As I predicted, here I am blogging again right after an exam. Why? Well, this time I honest and truly don’t have anything better to do. Yes, I need to start on my Architecture studying but none of that is avaliable to me right now: oh, shucks.

So Geology was easy but took forever to do. She included a ridiculous number of long-answer questions, so this test took me about 55 minutes rather than my average 45. That’s OK, because after 45 I thought I was done. As I prepared to leave, I accidentally knocked my test off the dinky desk those stingy Clark people bought. I hate the attached-to-chair type of desk; they’re gruelling on one’s back and don’t seem to fit any body type. The exam fluttered to the floor, and as I picked it up I realized that there was a whole back page I had not filled out yet, and those questions were worth the most of the whole exam! Thank God I knocked it off the desk, or I would have done poorly for no good reason. The extra ten minutes were me thankfully writing up the answer to that last question. Whew.

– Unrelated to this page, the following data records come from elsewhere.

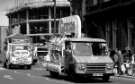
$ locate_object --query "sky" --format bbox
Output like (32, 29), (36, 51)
(0, 0), (15, 26)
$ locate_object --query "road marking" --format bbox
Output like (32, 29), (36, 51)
(3, 75), (14, 80)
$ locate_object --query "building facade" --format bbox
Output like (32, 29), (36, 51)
(7, 0), (71, 43)
(72, 0), (135, 51)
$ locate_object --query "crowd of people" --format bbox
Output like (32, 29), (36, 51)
(110, 49), (134, 75)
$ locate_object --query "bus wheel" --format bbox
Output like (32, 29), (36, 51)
(50, 71), (58, 77)
(102, 75), (110, 82)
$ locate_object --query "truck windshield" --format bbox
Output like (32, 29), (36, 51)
(72, 42), (92, 56)
(92, 42), (108, 56)
(72, 42), (108, 56)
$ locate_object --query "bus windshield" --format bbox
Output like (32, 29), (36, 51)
(71, 42), (108, 56)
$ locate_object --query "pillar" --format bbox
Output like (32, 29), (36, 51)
(26, 9), (30, 34)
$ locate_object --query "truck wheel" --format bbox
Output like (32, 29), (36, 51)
(103, 75), (110, 82)
(27, 65), (31, 69)
(50, 71), (59, 77)
(6, 62), (11, 69)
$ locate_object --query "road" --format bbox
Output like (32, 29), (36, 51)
(0, 63), (135, 84)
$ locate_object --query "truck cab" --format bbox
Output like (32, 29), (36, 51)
(46, 38), (113, 81)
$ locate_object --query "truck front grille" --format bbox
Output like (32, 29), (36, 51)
(86, 63), (106, 73)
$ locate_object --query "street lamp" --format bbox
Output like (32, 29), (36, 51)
(53, 0), (56, 33)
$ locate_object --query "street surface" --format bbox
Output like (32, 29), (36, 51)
(0, 65), (135, 84)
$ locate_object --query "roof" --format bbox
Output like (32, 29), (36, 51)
(7, 34), (29, 39)
(9, 0), (70, 13)
(67, 38), (106, 42)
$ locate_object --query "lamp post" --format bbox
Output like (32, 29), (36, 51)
(53, 0), (56, 33)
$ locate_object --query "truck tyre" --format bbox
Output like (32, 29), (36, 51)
(50, 71), (59, 77)
(27, 65), (31, 69)
(103, 75), (110, 82)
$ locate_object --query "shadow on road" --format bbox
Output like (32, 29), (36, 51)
(42, 75), (112, 84)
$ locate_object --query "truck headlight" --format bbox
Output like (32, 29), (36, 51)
(106, 63), (114, 69)
(78, 64), (86, 70)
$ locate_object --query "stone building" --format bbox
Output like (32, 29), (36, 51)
(7, 0), (71, 43)
(72, 0), (135, 51)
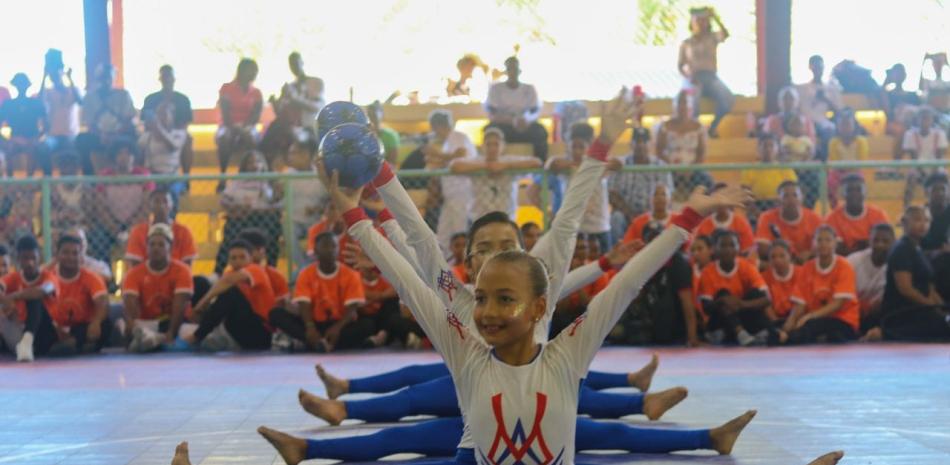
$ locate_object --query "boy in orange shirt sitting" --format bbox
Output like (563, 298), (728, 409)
(699, 230), (772, 346)
(270, 231), (387, 352)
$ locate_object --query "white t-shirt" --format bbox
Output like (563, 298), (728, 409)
(901, 128), (947, 160)
(460, 155), (533, 218)
(485, 82), (541, 118)
(848, 248), (887, 309)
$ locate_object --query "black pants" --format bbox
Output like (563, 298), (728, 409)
(195, 287), (271, 350)
(703, 289), (772, 341)
(788, 317), (858, 344)
(270, 308), (376, 349)
(881, 307), (950, 342)
(485, 121), (548, 161)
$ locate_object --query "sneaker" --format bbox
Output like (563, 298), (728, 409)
(16, 331), (33, 362)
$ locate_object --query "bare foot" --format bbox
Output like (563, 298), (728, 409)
(316, 364), (350, 399)
(643, 387), (689, 420)
(172, 441), (191, 465)
(257, 426), (307, 465)
(297, 389), (346, 426)
(627, 354), (660, 392)
(808, 450), (844, 465)
(709, 410), (757, 455)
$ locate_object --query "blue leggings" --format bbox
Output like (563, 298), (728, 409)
(344, 375), (643, 423)
(349, 363), (630, 394)
(306, 417), (712, 462)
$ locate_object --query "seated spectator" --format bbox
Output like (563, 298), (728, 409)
(270, 232), (386, 352)
(184, 238), (276, 351)
(607, 128), (673, 237)
(609, 225), (702, 347)
(901, 107), (947, 207)
(125, 189), (198, 268)
(693, 183), (755, 257)
(214, 151), (282, 274)
(825, 174), (891, 256)
(122, 223), (194, 352)
(656, 90), (712, 198)
(39, 56), (82, 165)
(677, 7), (736, 138)
(0, 73), (47, 176)
(76, 64), (137, 176)
(485, 57), (548, 162)
(623, 184), (672, 242)
(848, 223), (895, 332)
(521, 221), (542, 251)
(828, 108), (870, 208)
(422, 110), (478, 250)
(755, 181), (821, 264)
(449, 128), (553, 219)
(142, 65), (195, 186)
(50, 235), (112, 355)
(762, 239), (805, 332)
(0, 236), (59, 362)
(796, 55), (844, 153)
(739, 133), (798, 220)
(866, 205), (950, 342)
(366, 100), (400, 166)
(762, 86), (815, 141)
(50, 151), (95, 232)
(699, 230), (771, 346)
(89, 139), (155, 262)
(214, 58), (264, 192)
(452, 233), (470, 283)
(778, 225), (861, 344)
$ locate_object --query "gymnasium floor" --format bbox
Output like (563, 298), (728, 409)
(0, 345), (950, 465)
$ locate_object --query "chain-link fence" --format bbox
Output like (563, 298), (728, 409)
(0, 161), (947, 280)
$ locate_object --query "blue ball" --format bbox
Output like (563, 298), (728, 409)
(317, 101), (369, 142)
(320, 123), (383, 188)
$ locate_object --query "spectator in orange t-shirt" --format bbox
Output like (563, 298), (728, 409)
(125, 188), (198, 269)
(214, 58), (264, 192)
(185, 239), (277, 351)
(270, 231), (387, 352)
(122, 223), (194, 352)
(755, 181), (821, 263)
(825, 174), (890, 256)
(699, 230), (772, 346)
(762, 239), (805, 331)
(51, 235), (111, 355)
(0, 236), (59, 362)
(779, 225), (861, 344)
(623, 184), (671, 242)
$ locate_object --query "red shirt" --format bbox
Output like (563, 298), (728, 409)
(218, 80), (264, 126)
(825, 204), (890, 250)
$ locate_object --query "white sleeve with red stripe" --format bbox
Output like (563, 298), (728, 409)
(551, 208), (702, 378)
(343, 208), (487, 375)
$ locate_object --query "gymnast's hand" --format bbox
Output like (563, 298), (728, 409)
(686, 185), (752, 216)
(317, 161), (363, 213)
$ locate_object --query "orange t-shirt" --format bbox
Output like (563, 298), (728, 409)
(762, 265), (805, 318)
(264, 265), (290, 300)
(234, 263), (277, 322)
(122, 260), (195, 320)
(125, 222), (198, 262)
(50, 268), (107, 326)
(825, 204), (890, 250)
(360, 276), (393, 316)
(0, 269), (59, 321)
(698, 257), (769, 301)
(755, 207), (821, 255)
(623, 212), (673, 242)
(294, 263), (366, 323)
(693, 212), (755, 252)
(801, 255), (861, 331)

I feel pretty good about my exams this semester; it’s a totally strange feeling, frankly. Last year I always left feeling like “well, whatever happens happens,” but this year is very much a “I did well.” Perhaps it’s because classes are easier, but as I thought about it I think that I have actually put more work into my classes this year: ironic, of course, because these 4 classes have nothing whatsoever to do with my major. It’s the 20/80 thing – “in many situations it’s the first 20 percent of the effort that contributes 80 percent of the benefit.” I put in more effort, so hopefully I’ll get more benefit. I think the additional work doing may be due to my having gotten married for two reasons: first, because despite the fact I’m only 19, getting married requires a lot of maturity. It means that now I am responsible to Ian for my actions; that I have to consider the reprecussions of my choices more fully. No, marriage may not cause the increased maturity, but then again it just might. Second, getting married meant that I moved off campus. Moving off campus removes nearly all the seductions of spending time with friends, checking mail superfluously, and spending hours in the Caf for no adequately explained reason. I spend more time alone, so even if I wasted more time I’d also STILL have more time to devote to work. Plus I’m just not a major time-waster… unless you’re talking about Midtown Madness…

– KF –

Countdown

1 Final Exam

3 Days to Seattle

9 Days to Christmas

3 thoughts on “Oh I’m Pathetic

  1. Its funny that you go from 20/80 then right to the inherient sponsitility of a marriage. My grandmother was married at 17 and I think my grandfather was an incredible influence on her mindset for those 50+ years, and thusly, her entire adult life. There’s no denying it Requires sacrifice, compromise, etc., but not everybody is willing to make that commitment (51% of them don’t) and I know absolutely that you have chosen to, by what you’ve said here.

    This is like the 1000th comment I’ve done here today, I really must not want to study for finals. Wooooo!!!!

  2. Good for you Katie! Congrats on doing well on your finals. It feels really good, huh? And that little desk bump was probably your Christmas present from God this year. Finish strong, and I can’t wait until you and Ian are back in Seattle!